Told  /  Argument

What Do We Owe? Generosity, Attribution, and the Perilous Invisibility of Research Infrastructure

Attribution can make visible the vast infrastructure of research and display how much hard-won knowledge, including creative endeavor, it has faciliated.

Last month I read a comment from a fellow historian on social media wondering why a popular historical novelist in a prominent media interview hadn’t credited the scholar who is nearly synonymous with the topic she’d fictionalized. Because it’s right in my own research wheelhouse, I started reading and thinking more about this case and about questions of attribution and generosity, particularly as they pertain to the fragile humanities research infrastructure. As we experience unprecedented (in scale, not kind) attacks on historical research and teaching, it struck me as particularly important to open a more general conversation about the contexts and costs of the invisibility of humanities research. I am particularly concerned with the implications of leaving the vast infrastructure of research invisible to a public largely unaware or unconcerned with how much hard-won knowledge, including creative endeavor, that research has facilitated.

To be very clear, I am not accusing the novelist of anything more than a lack of generosity.

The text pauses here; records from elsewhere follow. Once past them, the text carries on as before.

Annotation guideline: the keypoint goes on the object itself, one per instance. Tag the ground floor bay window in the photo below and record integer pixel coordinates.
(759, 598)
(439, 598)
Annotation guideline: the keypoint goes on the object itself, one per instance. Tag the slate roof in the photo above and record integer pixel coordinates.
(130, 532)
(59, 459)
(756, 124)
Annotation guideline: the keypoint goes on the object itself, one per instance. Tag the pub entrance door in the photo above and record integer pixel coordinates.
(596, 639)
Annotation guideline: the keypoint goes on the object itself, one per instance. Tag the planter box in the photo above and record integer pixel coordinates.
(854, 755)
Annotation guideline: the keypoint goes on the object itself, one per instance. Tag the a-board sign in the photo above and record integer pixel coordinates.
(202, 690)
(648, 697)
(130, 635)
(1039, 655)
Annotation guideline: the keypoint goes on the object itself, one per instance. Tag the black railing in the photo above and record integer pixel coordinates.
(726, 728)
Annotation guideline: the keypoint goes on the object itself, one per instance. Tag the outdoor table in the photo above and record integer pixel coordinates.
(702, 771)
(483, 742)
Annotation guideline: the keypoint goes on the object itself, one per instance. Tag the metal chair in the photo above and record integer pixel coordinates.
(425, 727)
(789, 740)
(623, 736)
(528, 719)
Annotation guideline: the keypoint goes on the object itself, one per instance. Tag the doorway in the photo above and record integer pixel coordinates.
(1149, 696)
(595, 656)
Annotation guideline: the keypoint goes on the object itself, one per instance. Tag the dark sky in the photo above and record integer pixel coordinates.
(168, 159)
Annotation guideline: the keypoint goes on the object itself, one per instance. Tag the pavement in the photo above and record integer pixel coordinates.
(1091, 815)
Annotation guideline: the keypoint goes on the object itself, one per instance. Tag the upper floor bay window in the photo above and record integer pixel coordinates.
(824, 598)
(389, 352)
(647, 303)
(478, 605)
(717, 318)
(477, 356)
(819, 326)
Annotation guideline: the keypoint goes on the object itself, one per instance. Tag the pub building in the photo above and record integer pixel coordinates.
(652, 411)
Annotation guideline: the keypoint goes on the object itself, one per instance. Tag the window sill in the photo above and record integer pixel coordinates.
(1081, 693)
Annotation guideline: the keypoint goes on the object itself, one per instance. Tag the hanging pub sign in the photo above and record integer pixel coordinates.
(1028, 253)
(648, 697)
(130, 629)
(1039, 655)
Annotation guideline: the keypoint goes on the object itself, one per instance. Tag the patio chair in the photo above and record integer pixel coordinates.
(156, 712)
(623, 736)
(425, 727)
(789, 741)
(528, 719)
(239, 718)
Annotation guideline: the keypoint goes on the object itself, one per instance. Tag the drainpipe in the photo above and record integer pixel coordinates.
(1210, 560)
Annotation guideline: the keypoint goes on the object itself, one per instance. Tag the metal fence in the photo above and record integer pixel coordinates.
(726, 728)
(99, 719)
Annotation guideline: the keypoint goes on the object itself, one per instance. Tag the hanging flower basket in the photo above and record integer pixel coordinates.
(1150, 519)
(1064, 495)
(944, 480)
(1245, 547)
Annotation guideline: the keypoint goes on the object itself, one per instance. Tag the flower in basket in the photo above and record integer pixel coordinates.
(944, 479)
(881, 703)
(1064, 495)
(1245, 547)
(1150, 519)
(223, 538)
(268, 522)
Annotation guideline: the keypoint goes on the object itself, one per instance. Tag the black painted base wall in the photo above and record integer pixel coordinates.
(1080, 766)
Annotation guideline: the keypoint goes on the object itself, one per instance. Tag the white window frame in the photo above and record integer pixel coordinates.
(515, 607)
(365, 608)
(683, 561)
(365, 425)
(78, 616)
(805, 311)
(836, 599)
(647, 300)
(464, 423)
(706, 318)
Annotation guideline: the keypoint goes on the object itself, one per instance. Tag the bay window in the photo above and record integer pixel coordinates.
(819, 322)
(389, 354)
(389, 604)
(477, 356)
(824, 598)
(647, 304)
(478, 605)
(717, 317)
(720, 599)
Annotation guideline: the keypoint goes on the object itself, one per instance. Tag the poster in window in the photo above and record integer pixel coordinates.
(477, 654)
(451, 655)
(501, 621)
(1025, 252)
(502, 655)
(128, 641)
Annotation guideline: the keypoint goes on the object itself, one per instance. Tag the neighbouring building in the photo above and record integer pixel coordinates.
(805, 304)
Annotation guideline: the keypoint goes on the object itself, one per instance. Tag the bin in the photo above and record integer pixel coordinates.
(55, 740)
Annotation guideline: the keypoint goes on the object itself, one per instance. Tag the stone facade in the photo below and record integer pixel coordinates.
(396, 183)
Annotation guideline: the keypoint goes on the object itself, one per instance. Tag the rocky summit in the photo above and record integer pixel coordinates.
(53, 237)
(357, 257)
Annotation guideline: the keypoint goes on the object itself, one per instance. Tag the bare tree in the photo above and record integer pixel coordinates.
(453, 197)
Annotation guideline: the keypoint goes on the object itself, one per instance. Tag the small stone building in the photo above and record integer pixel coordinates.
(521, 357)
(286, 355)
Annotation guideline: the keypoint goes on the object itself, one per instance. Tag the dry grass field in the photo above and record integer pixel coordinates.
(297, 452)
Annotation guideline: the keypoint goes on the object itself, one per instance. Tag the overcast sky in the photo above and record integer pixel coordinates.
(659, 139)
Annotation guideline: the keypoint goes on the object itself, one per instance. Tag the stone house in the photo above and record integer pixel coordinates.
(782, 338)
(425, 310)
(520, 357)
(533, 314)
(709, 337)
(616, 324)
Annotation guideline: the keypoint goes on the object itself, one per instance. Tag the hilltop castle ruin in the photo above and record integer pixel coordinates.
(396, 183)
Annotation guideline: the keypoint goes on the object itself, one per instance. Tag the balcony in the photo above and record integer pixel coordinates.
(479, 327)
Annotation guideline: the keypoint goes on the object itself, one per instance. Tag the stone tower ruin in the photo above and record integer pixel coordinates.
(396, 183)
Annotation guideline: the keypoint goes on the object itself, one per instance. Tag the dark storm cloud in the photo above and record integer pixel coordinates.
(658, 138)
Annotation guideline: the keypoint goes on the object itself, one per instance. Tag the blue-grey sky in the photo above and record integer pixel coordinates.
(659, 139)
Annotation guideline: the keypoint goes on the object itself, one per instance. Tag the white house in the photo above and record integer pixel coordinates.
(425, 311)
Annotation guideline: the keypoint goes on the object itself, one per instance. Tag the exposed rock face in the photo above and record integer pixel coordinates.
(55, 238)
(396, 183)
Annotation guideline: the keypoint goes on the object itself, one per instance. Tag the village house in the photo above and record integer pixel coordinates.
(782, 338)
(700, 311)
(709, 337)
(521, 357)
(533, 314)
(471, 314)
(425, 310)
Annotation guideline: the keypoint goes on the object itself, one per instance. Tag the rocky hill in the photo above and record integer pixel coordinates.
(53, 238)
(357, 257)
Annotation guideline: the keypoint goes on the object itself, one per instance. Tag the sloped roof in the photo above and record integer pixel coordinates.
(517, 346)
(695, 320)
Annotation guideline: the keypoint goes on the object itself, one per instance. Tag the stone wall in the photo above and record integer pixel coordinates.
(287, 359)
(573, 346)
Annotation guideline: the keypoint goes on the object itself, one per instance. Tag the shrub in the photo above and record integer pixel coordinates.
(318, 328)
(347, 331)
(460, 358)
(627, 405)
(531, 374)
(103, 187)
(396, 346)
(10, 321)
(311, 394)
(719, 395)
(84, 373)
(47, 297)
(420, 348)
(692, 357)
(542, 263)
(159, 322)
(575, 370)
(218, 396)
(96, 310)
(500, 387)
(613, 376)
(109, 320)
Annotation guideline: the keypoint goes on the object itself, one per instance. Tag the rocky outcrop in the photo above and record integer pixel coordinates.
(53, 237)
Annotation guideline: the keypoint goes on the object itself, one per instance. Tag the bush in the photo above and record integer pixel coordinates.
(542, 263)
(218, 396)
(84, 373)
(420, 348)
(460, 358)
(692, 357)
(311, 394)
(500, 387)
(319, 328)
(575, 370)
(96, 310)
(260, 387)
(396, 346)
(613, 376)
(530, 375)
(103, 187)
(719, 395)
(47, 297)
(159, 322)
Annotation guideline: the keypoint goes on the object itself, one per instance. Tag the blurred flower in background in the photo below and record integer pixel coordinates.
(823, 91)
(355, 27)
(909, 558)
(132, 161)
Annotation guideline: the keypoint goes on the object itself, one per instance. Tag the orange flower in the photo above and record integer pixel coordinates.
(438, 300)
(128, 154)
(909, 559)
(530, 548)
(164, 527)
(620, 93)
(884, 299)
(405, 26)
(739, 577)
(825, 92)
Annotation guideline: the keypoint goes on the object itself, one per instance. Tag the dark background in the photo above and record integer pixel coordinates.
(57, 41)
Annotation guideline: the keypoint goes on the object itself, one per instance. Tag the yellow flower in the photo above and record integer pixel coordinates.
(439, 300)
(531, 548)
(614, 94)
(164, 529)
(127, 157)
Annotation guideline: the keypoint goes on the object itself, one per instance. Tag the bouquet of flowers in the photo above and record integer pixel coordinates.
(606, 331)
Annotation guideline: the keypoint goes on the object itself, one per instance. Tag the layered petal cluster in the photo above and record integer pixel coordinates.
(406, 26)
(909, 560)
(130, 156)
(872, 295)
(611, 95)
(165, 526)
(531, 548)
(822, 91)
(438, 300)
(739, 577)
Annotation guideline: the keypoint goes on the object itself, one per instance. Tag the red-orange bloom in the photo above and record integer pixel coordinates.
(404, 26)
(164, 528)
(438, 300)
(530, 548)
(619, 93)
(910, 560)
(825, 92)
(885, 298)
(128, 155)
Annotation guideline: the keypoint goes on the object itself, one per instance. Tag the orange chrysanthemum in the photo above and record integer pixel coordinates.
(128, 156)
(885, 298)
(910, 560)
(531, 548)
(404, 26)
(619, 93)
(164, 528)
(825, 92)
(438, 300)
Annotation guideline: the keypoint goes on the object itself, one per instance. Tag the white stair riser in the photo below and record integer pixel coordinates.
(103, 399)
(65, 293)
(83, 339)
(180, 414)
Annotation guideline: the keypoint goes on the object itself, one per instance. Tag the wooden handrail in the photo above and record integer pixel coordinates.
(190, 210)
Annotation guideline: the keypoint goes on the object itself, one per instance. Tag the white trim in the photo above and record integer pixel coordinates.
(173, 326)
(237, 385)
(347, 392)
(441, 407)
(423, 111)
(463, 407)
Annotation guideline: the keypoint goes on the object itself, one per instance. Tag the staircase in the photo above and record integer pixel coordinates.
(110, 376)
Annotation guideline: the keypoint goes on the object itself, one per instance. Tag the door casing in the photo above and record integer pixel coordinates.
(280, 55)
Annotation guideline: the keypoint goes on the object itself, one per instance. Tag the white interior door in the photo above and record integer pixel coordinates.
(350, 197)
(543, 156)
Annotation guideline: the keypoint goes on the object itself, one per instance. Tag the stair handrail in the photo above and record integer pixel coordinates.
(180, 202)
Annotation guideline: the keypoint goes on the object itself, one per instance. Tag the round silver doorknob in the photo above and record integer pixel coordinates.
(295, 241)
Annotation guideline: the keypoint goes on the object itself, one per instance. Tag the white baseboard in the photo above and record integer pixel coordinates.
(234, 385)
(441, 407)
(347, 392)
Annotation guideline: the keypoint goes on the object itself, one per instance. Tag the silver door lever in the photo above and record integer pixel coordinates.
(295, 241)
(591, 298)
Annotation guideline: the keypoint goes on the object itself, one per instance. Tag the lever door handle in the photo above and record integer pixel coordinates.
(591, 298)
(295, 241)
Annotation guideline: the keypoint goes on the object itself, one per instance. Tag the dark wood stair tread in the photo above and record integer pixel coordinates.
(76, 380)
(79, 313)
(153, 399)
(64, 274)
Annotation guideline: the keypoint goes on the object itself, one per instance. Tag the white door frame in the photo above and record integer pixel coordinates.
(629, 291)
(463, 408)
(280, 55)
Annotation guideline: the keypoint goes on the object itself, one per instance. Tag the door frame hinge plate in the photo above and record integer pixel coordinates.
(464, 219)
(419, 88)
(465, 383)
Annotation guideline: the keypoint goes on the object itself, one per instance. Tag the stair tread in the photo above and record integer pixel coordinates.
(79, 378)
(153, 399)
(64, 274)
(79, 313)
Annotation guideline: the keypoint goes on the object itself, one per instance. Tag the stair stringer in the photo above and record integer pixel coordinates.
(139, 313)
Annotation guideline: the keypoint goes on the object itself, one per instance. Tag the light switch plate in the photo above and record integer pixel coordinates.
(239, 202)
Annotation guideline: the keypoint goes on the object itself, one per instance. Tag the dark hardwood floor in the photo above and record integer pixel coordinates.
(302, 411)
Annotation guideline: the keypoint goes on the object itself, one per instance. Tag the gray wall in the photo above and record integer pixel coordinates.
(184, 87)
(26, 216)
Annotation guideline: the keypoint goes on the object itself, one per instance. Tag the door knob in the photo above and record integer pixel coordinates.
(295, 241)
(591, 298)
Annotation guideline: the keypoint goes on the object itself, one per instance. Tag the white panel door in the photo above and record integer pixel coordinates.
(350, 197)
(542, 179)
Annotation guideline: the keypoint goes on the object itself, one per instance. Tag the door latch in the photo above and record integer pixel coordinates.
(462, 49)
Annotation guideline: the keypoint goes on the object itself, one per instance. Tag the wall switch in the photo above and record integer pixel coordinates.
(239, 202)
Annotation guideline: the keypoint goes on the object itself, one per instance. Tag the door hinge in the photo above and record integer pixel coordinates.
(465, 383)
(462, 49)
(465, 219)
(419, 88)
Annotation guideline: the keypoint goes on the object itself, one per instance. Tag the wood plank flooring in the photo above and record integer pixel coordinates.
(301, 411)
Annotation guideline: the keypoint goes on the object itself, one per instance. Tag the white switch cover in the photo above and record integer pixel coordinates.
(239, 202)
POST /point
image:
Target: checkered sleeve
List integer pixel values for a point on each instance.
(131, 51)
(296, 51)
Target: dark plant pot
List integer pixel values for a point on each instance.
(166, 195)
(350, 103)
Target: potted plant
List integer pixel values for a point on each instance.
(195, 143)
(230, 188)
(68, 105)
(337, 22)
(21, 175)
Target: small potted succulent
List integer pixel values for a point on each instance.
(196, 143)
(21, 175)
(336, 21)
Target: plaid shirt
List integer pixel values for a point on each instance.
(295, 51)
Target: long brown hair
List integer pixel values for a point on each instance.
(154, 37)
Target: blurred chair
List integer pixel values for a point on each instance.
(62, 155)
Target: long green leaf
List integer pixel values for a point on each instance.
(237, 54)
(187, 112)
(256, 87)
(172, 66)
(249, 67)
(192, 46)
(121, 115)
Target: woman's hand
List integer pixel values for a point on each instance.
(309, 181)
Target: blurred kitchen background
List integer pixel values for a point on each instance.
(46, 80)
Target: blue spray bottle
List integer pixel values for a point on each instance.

I am an enthusiastic and regular reader of historical fiction; my favorite novels are by authors who work their fiction the way they work their history – layered, and deeply informed. I wrote, for example, in an early Scholarly Kitchen best book round-ups about my deep appreciation for Rachel Kadish’s The Weight of Ink; only later did I discover this marvelous interview with JSTOR about her research for the book. I confess to be thoroughly biased about Deborah Harkness’s work because she is one of my favorite people as well as writers, though I’m obviously in good company as a fan of her hugely popular All Souls series; my favorite remains Shadow of Night in part because her incredible knowledge and skills as a historian of 17th century England and science are so apparent in every lush detail. I often learn more even about places I thought I knew well when I read a wonderful historical novel. Susan Scott Holloway’s book about Mary Emmons, the woman Aaron Burr enslaved and married, for example, blew me away despite my having read lots in the world of Hamilton-adjacency. I read Kaitlyn Greenidge’s Libertie, a novel about the daughter of the real life Black doctor in late 19th century New York, Susan Smith McKinney Steward, twice in a row it was so evocative. I could go on, and on. So it’s not that I’m hostile to historical fiction – quite the contrary.

And I think it’s important to note, too, the obvious point that novelists are working to create something fresh and new, and often or mostly imagined, even if inspired from any number or types of other art, people, and places. And sometimes ideas are just in the air – no one has a commanding claim to ideas that many people come to seemingly at once; we are all breathing the same air and often we’re just coming to conclusions together. Still, it is also true that scholars can rightly feel abused by journalists and creatives who use their work without attribution and that this may happen more often to women and to people of color.